Seit Wochen rollt die Hype-Walze, jetzt ist es soweit: Chickenfoot haben ihr Debüt vorgelegt und müssen zeigen, ob die Addition von vier großartigen Musikern tatsächlich auch eine großartige Band ergibt. Auf dem Papier ist das Rock-Quartett aus Gitarrengott Joe Satriani, Ex-Van Halen Fronter Sammy Hagar, sowie dem früheren Van Halen Basser Michael Anthony und Chili Peppers Drummer Chad Smith für Stadionrock-Aficionados die Supergroup schlechthin. Mit Gewinnspiel!!!

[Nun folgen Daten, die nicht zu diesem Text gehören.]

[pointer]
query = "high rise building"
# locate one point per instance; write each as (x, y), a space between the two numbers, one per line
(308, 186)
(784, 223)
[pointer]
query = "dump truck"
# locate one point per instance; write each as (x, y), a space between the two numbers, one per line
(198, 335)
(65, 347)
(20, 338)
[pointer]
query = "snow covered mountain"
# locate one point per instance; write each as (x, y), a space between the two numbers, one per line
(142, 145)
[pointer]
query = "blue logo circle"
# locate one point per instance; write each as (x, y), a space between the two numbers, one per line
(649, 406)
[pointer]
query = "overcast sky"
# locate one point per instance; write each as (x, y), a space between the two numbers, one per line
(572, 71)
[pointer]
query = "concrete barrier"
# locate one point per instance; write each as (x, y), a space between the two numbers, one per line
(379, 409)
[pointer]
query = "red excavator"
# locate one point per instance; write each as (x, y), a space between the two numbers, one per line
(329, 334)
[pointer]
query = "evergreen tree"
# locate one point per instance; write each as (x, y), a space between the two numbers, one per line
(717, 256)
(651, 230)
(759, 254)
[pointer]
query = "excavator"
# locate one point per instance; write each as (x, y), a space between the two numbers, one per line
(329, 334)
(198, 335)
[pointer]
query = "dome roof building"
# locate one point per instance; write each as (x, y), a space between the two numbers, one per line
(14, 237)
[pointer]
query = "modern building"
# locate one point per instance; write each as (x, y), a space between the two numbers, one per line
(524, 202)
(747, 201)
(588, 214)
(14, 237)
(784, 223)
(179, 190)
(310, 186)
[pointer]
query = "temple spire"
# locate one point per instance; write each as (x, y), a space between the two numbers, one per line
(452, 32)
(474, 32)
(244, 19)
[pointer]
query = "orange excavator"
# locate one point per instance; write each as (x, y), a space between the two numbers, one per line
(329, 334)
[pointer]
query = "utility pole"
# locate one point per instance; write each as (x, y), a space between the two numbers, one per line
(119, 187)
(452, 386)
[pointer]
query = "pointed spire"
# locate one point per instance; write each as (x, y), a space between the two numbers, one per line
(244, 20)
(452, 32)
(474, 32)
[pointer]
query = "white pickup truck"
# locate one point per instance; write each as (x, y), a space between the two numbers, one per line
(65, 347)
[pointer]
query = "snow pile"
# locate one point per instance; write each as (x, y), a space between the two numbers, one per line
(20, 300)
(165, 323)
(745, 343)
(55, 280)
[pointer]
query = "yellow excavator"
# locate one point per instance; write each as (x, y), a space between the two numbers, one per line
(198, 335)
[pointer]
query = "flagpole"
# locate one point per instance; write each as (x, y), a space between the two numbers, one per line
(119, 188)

Zusammengefunden haben die millionenschweren Haudegen durch Zufall: bei einer Jam-Session in Hagars Club „Cabo Wabo Cantina“ im mexikanischen Cabo San Lucas. Anfang 2008 spielten sie dann bei einem Sammy Hagar Konzert in Las Vegas zusammen ein paar Coversongs – alte Van Halen Hits gab es keine, dafür Led Zeppelin. Und mit keinen geringeren als den legendären Rock-Ikonen vergleicht Großmaul Hagar denn auch gerne sein neues Baby Chickenfoot: „In der ersten Minute, als wir mit der Jam-Session anfingen war mir klar: Das hier müssen die Leute hören.“ Aber allen durch jahrzehntelangen Promi-Status und das damit verbundene süße Leben induzierten Größenwahn beiseite: Chickenfoot lassen es auf ihrem Debüt tatsächlich amtlich krachen. Was die vier Talente zusammen ausgebrütet haben, hat zwar mit Led Zeppelin nicht unbedingt allzu viel zu tun, ist aber sehr straighter Amirock mit starkem Blues- und noch stärkerem Funk-Einschlag. Die wohl größte Gefahr bei einem Projekt solch verdienter Veteranen – dass es sich einfach behäbig, satt und selbstgefällig anhört – haben Chickenfoot gekonnt umschifft.
 Sicher: Den Hunger, von dem junge und bettelarme Studi-Bands profitieren können, dürfen Chickenfoot nicht mehr glaubhaft imitieren – Sie versuchen es aber auch nicht. Stattdessen kommen viele Songs der Scheibe mit einer fast provokanten Lässigkeit daher, die stellenweise die Schwelle zur Arroganz streift. „I got money! I got fame! Fast cars and everything!“ rotzt Hagar dem Publikum etwa gleich zu Beginn der Single-Auskopplung „Soap on a rope“ entgegen. Solche Zeilen lassen keinen Zweifel aufkommen: Den Jungs scheint die Sonne einfach aus dem Arsch. So hört sich kalifornischer gute-Laune-Rock an. Daneben gibt es allerdings auch durchaus gute Texte („Avenida Revolution“) und schöne Balladen, etwa das träumerische „Learning to fall“.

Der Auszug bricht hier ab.